Not even when its FBI claims that anxious and enthusiastic mothers at school boards are akin to domestic terrorists or that traditional Catholics are behaving suspiciously.

Customer Choice

New Mexico’s Progressive-Democrat Governor Michelle Lujan Grisham has gotten to be enacted rules mandating battery cars and trucks in New Mexico.

Starting in calendar year 2026, 43% of all new passenger cars and light-duty trucks shipped to New Mexico auto dealerships by national auto manufacturers must be zero emission vehicles. Similarly, beginning in calendar year 2026, 15% of all new commercial heavy-duty trucks shipped to New Mexico auto dealerships by national auto manufacturers must be zero emission vehicles. These percentages gradually increase over time.

“Increase over time:” by 2031, those 43% rise to 82%. By 2034, the minima for Ford F-250, Ford F-450, and tractor-trailer type trucks rise to 55%, 75%, and 40%, respectively.

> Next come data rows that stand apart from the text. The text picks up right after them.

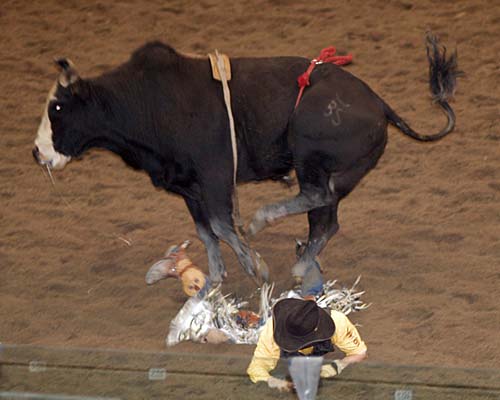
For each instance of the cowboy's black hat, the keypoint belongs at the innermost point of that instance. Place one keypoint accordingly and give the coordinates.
(300, 323)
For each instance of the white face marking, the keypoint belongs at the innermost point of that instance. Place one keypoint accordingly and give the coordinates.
(47, 155)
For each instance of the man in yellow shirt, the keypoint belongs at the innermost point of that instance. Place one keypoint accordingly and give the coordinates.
(301, 327)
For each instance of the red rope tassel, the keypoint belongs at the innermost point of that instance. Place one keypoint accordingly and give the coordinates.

Disingenuously, Lujan Grisham says regarding those limits on choice,

The adoption of these rules is a victory for customer choice….

That’s the Progressive-Democrat’s definition of customer choice: the State taking on the burden of choosing, thereby relieving its subjects citizens of that burden.

No. I decline to use Lujan Grisham’s Newspeak Dictionary. I’ll stay with American English dictionaries and their definitions of “customer choice:” us ordinary Americans acting on our own selections.

That choice is clear, too, for the good citizens of New Mexico, who’ve already made theirs: less than 1% of the 650,000 vehicles registered in New Mexico, despite tax credits, are EVs. Those good citizens do, however, need to select better at the next ballot box.